Arranque de la temporada de la Orquesta Sinfónica de Galicia con un programa no tan rutilante en sus obras como en sus protagonistas. Tres piezas profundamente expresivas exigieron lo mejor de la orquesta, del pianista canadiense Jan Lisiecki, y de González Monjas quien desde el pódium logró su ya acostumbrado balance entre la energía y el control necesario para que las interpretaciones fluyeran con precisión y cohesión.
El viaje musical se abrió con la infrecuentísima Pan y Eco de Sibelius, obra muy breve pero a la vez imaginativa y de una densa riqueza tímbrica. Que el lenguaje de Sibelius está plenamente interiorizado por los músicos de la OSG se reflejó en la forma en que cuerdas y maderas lograron encapsular los elementos característicos del estilo del compositor finés: esa mezcla de serenidad y tensión latente que recorre muchas de sus composiciones y que aquí se plasmó en trabajadas dinámicas de las maderas y un fraseo de las cuerdas, chelos especialmente, ejecutado con una claridad asombrosa. Fue un arranque de intensidad inesperada y poderosa.

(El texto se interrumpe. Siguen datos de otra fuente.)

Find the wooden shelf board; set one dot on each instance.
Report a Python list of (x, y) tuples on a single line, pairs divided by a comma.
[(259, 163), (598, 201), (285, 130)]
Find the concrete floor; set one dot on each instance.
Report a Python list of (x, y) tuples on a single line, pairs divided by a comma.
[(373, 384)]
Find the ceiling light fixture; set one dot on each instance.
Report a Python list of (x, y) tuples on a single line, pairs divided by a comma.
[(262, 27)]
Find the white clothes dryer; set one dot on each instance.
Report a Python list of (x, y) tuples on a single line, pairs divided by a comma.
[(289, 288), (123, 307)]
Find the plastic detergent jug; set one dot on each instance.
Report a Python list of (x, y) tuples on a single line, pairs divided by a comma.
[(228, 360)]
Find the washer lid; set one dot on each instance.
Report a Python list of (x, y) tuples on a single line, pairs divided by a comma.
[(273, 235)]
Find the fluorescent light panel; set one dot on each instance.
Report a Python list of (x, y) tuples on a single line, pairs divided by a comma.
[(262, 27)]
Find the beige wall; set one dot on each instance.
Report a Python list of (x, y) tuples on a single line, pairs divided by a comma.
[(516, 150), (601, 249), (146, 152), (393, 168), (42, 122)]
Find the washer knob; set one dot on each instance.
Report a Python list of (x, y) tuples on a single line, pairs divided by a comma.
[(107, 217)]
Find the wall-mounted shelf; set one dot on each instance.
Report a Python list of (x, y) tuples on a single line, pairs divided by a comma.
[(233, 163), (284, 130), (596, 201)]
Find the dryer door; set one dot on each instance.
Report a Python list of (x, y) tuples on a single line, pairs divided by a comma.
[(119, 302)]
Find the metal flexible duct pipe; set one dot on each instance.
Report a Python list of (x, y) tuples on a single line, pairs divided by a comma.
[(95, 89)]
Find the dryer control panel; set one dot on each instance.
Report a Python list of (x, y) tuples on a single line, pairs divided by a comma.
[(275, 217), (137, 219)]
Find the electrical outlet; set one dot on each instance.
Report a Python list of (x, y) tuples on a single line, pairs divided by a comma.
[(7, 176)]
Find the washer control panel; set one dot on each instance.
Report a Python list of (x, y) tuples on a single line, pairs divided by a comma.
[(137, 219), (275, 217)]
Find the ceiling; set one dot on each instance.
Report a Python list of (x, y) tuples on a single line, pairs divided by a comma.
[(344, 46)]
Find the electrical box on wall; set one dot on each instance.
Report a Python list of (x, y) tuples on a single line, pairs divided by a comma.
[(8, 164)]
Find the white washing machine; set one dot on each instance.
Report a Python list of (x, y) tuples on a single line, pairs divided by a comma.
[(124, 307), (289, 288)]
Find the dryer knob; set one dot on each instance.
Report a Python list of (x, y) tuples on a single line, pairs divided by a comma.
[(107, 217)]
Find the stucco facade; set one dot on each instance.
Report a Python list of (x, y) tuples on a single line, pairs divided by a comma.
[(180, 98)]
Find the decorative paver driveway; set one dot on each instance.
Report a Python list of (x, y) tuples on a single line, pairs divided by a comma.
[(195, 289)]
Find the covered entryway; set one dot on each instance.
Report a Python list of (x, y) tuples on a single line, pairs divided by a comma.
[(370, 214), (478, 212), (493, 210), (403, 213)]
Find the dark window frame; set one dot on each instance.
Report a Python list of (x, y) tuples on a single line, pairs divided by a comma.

El plato fuerte de la noche llegó con el Concierto para piano núm. 1 de Chopin, y no tanto por la propia obra, de las más programadas en ese repertorio, sino porque esta pieza siempre encuentra nueva vida en manos de grandes intérpretes. Y este fue el caso del otrora niño prodigio Jan Lisiecki, quien se mostró como un pianista ya maduro, capaz de abordar la obra con una comprensión profunda de su estructura y sus matices expresivos. Tras una animada introducción orquestal, Lisiecki resolvió con solidez imperturbable los retos rítmicos y armónicos del Allegro maestoso. Su sonido rotundo y poderoso, contrastó una y otra vez con los sutilísimos trinos y arpegios de su mano derecha. Fue una constante la diferenciación tímbrica exquisita entre los registros graves y agudos, crucial en este concierto. Arrastrada por semejante exhibición, la orquesta le acompañó en un diálogo fluido y articulado, en el que Monjas extrajo lo máximo de la escueta orquestación chopiniana. En el Larghetto, llevado a un tiempo más vivo de lo habitual, Lisiecki exhibió un uso exquisito del pedal para crear la atmósfera de ensueño característica de Chopin, sin que nunca el sonido se volviera demasiado denso y aportando claridad cristalina en las líneas melódicas, tal como posteriormente mostraría en la propina, el Nocturno en do sostenido. El Rondo fue deslumbrante, con una articulación precisa, muy especialmente en las escalas en staccato y en las rápidas figuraciones. Un clímax vibrante puso fin a una exitosa interpretación.
Aunque reiterada, las Enigma de Elgar son siempre una elección agradecida pues permiten a la orquesta mostrar todo su potencial. Fue una interpretación fluida en la que disfrutamos de la habitual sonoridad rica y cálida de las cuerdas, mientras que maderas y metales aportaron el color necesario tan importante en las variaciones más efusivas. Fue la de Monjas una concepción melancólica, plena de nostalgia y carácter. Destacaron la variación V o el vigoroso Presto desplegado en la VII con un excelente Fernando Llopis al timbal y unos metales exultantes. En el momento más esperado, la IX, Nimrod, González-Monjas construyó un sutilísimo y dilatado crescendo, que exploró el espacio entre la esperanza y la desesperación. Pero el mejor momento de la noche estaba por llegar; el etéreo e inquietante Moderato que precede a la variación final; ambos marcadamente contrastantes.
Un concierto inaugural que constituyó una inmejorable declaración de intenciones para una temporada que viene cargada de intensos y exigentes programas. Una noche para recordar, que contrasta con las indisimuladas dificultades financieras de la orquesta.